Benchmarks are done this way because Akka.NET’s programming model is flexible and can run like Orleans; the reverse is not true.
Akka.NET is a fire-and-forget message-oriented framework that prioritizes flexibility both in terms of programming model (local, distributed, edge, embedded, etc) and state locality. Orleans is a distributed-systems first technology. Both frameworks models are different; prioritize different things; and thus, will have different performance characteristics in different scenarios. Therefore, any benchmarks comparing the two are going to have to make compromises somewhere in order to establish a measurable lowest common denominator.
What’s really useful about these comparisons for us as the maintainers of Akka.NET though is it shows where we have room to improve in these scenarios:
- What can we do to make our network stack faster and more efficient?
- How can we improve serialization?
- What can we do to improve the efficiency of Cluster.Sharding’s messaging system?
These questions all align quite well to real business value we can create for real-world Akka.NET users. Moreover, we like to compete and improve! It’s great to have multiple frameworks all competing for users and driving each other to improve. Value for users is what matters.
What’s not useful is if we went down the road of distorting our own benchmarks for the sake of producing a better absolute marketing number, at the expense of measuring real potential performance problems. For instance, if we inflated our Akka.Remote performance figures by sending back const byte
as our message, without any real serialization involved, that might make our framework more impressive in our marketing materials but at the cost of actually improving the performance that impacts end-users.

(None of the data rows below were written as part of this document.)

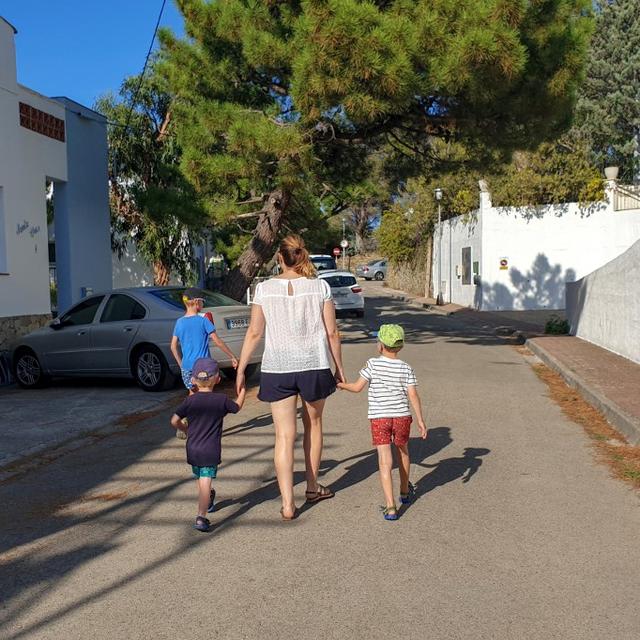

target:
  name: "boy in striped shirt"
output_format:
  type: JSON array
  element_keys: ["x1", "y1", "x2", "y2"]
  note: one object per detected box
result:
[{"x1": 338, "y1": 324, "x2": 427, "y2": 520}]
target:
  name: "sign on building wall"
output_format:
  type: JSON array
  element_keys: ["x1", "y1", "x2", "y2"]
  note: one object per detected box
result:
[{"x1": 20, "y1": 102, "x2": 64, "y2": 142}]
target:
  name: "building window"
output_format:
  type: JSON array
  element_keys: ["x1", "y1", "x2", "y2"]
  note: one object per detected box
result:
[
  {"x1": 20, "y1": 102, "x2": 64, "y2": 142},
  {"x1": 462, "y1": 247, "x2": 471, "y2": 284},
  {"x1": 0, "y1": 187, "x2": 9, "y2": 274}
]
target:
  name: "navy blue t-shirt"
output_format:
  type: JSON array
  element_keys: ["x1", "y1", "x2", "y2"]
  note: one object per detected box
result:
[
  {"x1": 175, "y1": 391, "x2": 240, "y2": 467},
  {"x1": 173, "y1": 316, "x2": 216, "y2": 371}
]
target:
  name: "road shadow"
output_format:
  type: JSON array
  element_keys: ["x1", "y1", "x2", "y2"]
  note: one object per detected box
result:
[
  {"x1": 321, "y1": 427, "x2": 453, "y2": 493},
  {"x1": 401, "y1": 447, "x2": 491, "y2": 514},
  {"x1": 338, "y1": 295, "x2": 507, "y2": 346}
]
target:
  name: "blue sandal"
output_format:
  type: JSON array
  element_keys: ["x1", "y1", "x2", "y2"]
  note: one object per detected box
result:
[
  {"x1": 381, "y1": 507, "x2": 398, "y2": 520},
  {"x1": 193, "y1": 516, "x2": 211, "y2": 533},
  {"x1": 207, "y1": 489, "x2": 216, "y2": 513},
  {"x1": 400, "y1": 483, "x2": 416, "y2": 504}
]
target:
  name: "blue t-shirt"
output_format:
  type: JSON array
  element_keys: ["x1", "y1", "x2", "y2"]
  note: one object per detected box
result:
[{"x1": 173, "y1": 316, "x2": 216, "y2": 371}]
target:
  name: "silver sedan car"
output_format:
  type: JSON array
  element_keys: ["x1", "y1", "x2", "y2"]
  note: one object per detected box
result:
[
  {"x1": 356, "y1": 259, "x2": 387, "y2": 280},
  {"x1": 12, "y1": 287, "x2": 264, "y2": 391},
  {"x1": 318, "y1": 271, "x2": 364, "y2": 318}
]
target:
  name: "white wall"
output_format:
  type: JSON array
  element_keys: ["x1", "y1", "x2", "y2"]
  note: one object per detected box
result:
[
  {"x1": 567, "y1": 240, "x2": 640, "y2": 363},
  {"x1": 479, "y1": 203, "x2": 640, "y2": 310},
  {"x1": 112, "y1": 240, "x2": 182, "y2": 289},
  {"x1": 432, "y1": 211, "x2": 482, "y2": 307},
  {"x1": 112, "y1": 243, "x2": 153, "y2": 289},
  {"x1": 433, "y1": 193, "x2": 640, "y2": 311},
  {"x1": 0, "y1": 20, "x2": 67, "y2": 317}
]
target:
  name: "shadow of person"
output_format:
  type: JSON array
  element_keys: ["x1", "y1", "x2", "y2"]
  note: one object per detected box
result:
[
  {"x1": 320, "y1": 427, "x2": 453, "y2": 493},
  {"x1": 409, "y1": 427, "x2": 453, "y2": 463},
  {"x1": 404, "y1": 447, "x2": 491, "y2": 510}
]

The takeaway here is not to compromise on realistic end-user performance in exchange for pursuing nice-sounding benchmarks. Discover and fix real issues in your performance measurements. Lessons:
- Never introduce “benchmark modes” designed to improve performance by disabling critical functionality (i.e. bypassing serialization or real network connectivity) - you’re not solving any real problems when you do this and the numbers are misleading;
- Don’t constantly retool your benchmark in order to goose up better numbers - macro benchmarks become more valuable the longer they remain constant across releases of the software. Changing the benchmark’s functionality or measurements invalidates that historically valuable result;
- Don’t waste time worrying about what people who don’t even use your software think of it - that’s a downstream problem. Worry about solving the performance issues for people who are invested in using your software and that’ll take care of the latter; and
- Embrace competition - never sit on your laurels. Always be improving. Learn how to do it better and get after it.
Think Data Lines, Not Data Points
It’s easy to benchmark a synchronous function with a tool like Benchmark.NET. It’s not easy to benchmark a distributed + asynchronous group of actors communicating over the network, even with a tool like Benchmark.NET, and there are many reasons for this:
- Non-determinism due to OS scheduling and other background workloads competing for CPU;
- Benchmarking tools don’t necessarily support concurrency very well in their instrumentation; and
- An issue with all benchmarks: different machines will produce very different results.
Therefore, when trying to measure performance changes it’s important that you think in terms of lines, not individual data points.
My ideal data visualization for benchmarks is a scatter plot with the ability to filter between hardware profiles: I want to see a distribution of all benchmark values taken with the same piece of hardware over a period of relevant source control commits. That will help us identify outliers (i.e. the one benchmark run ruined by Windows Defender kicking in or whatever) and observe the general trend movement of the data.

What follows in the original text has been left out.